Obesity program offers free groceries but lacks participants
Faybeeon and Jaybereon Travis like all things salty and sweet. Like most 11-year-olds, they don't look at nutritional facts when selecting a snack, though their lunchtime habits are changing.
"We got to learn about what we should and should not eat ," Jaybereon said. "More bananas and stuff, and less hot chips."
The twins and their mother are one of the first families to enter the Shawnee Christian Healthcare childhood obesity study. The doctor's office won a $200,000 grant to design a program for the whole family. The program includes free cooking classes, one-on-one workouts, doctor's visits and even free groceries for six weeks.
"It's just hard to get people to commit," said Sandy Marshall-King, a patient navigator. "I can have 50-60 people register, but when the program begins, only have six or seven show up."
It's frustrating for Marshall-King as Kentucky leads the nation in childhood obesity and preventable death.
"We have a passion for this, and it's important to us, and to have families not participate, it hurts, it hurts," she said.

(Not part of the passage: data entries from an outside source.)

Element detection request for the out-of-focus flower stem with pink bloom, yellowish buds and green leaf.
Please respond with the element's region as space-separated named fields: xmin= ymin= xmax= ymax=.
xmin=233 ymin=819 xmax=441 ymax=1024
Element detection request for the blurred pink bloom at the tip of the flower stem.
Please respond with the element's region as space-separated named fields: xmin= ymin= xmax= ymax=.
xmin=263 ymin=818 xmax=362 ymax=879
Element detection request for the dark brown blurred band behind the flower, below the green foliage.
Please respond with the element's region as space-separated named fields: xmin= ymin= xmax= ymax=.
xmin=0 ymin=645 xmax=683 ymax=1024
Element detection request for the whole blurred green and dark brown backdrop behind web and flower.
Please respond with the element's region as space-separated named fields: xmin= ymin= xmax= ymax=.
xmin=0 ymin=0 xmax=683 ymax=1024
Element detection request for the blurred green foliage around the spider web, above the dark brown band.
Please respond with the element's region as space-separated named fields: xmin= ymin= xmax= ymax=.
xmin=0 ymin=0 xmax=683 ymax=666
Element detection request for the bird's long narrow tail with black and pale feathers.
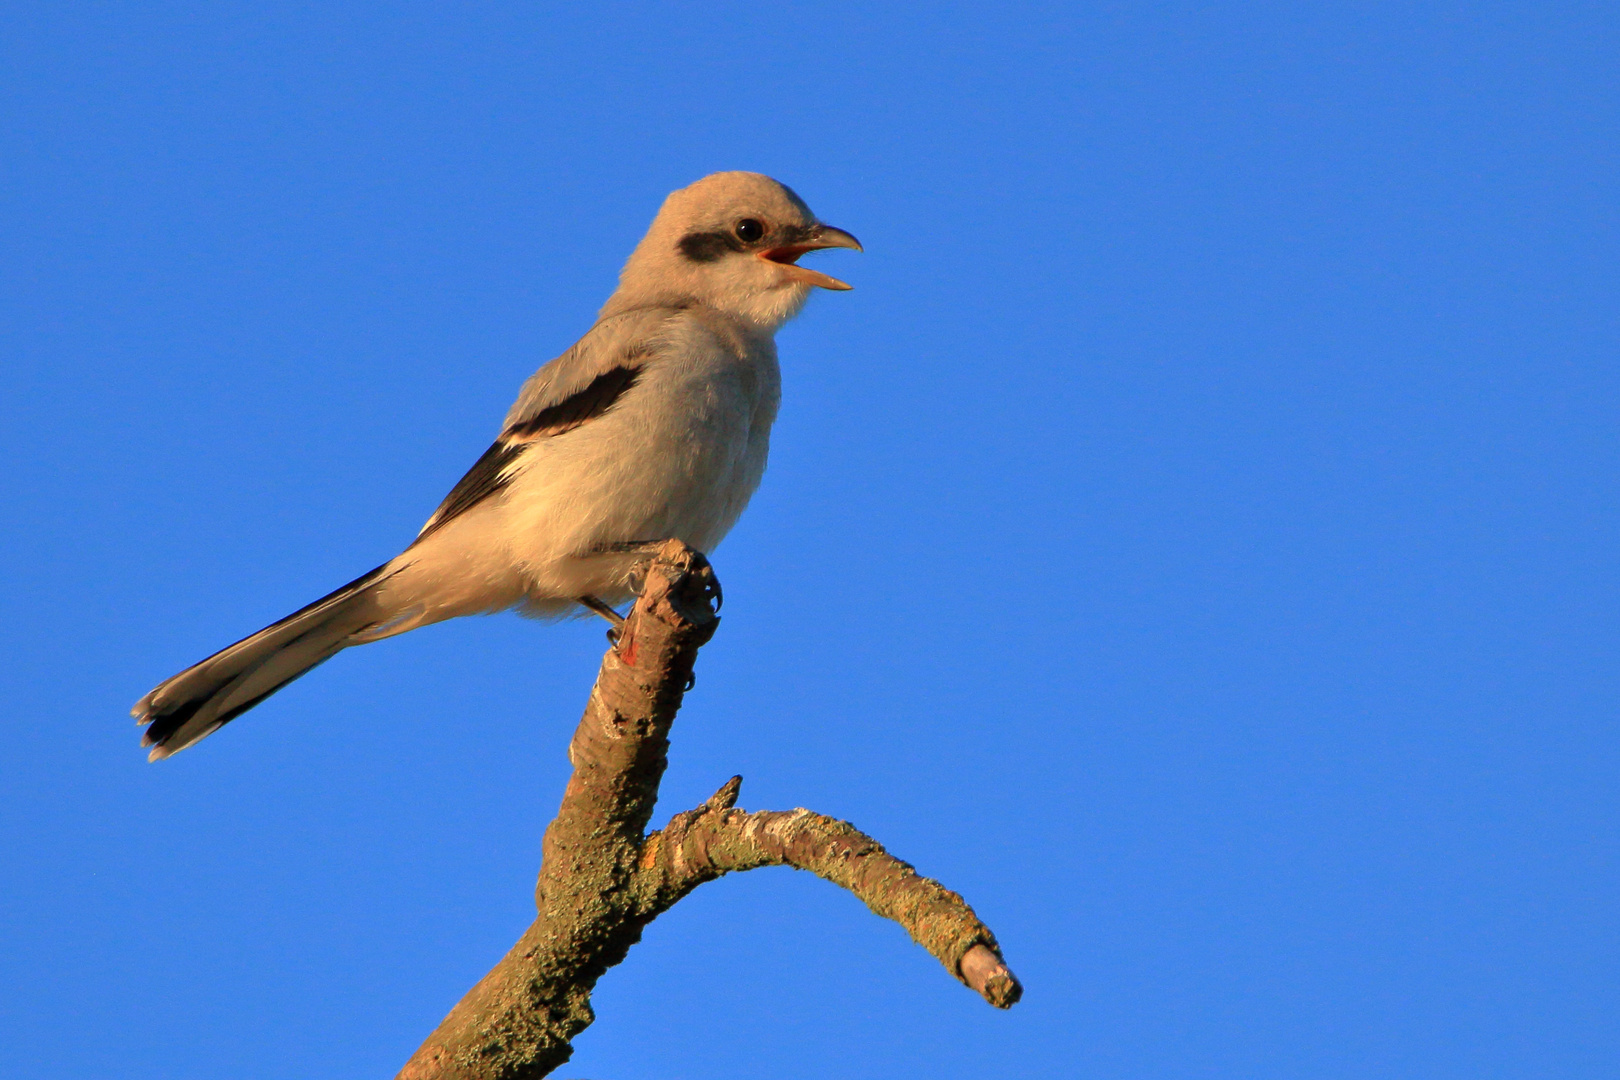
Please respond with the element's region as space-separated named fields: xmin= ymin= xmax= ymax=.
xmin=131 ymin=563 xmax=407 ymax=761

One year in, the study is widening from just the Shawnee neighborhood to all of Louisville. Organizers must get enough participants to meet the terms of the grant.
"We started working out each morning and started riding our bikes," Jaybereon said.
"We stopped eating late and we started eating less foods with sugar in it," Faybeeon said.
The boys built a garden. Now eating tomatoes, greens, cabbage, corn and pepper fresh off the vine. The Travis family lost 26 pounds.
"It took time from us always sitting down and watching TV," Faybeeon said.
But old habits die hard. Those hot chips still made the lunch box.
"It's a curse that we have passed from generation to generation, and somewhere somebody has got to stand up and break that curse," Marshall-King said/ "We are that somebody."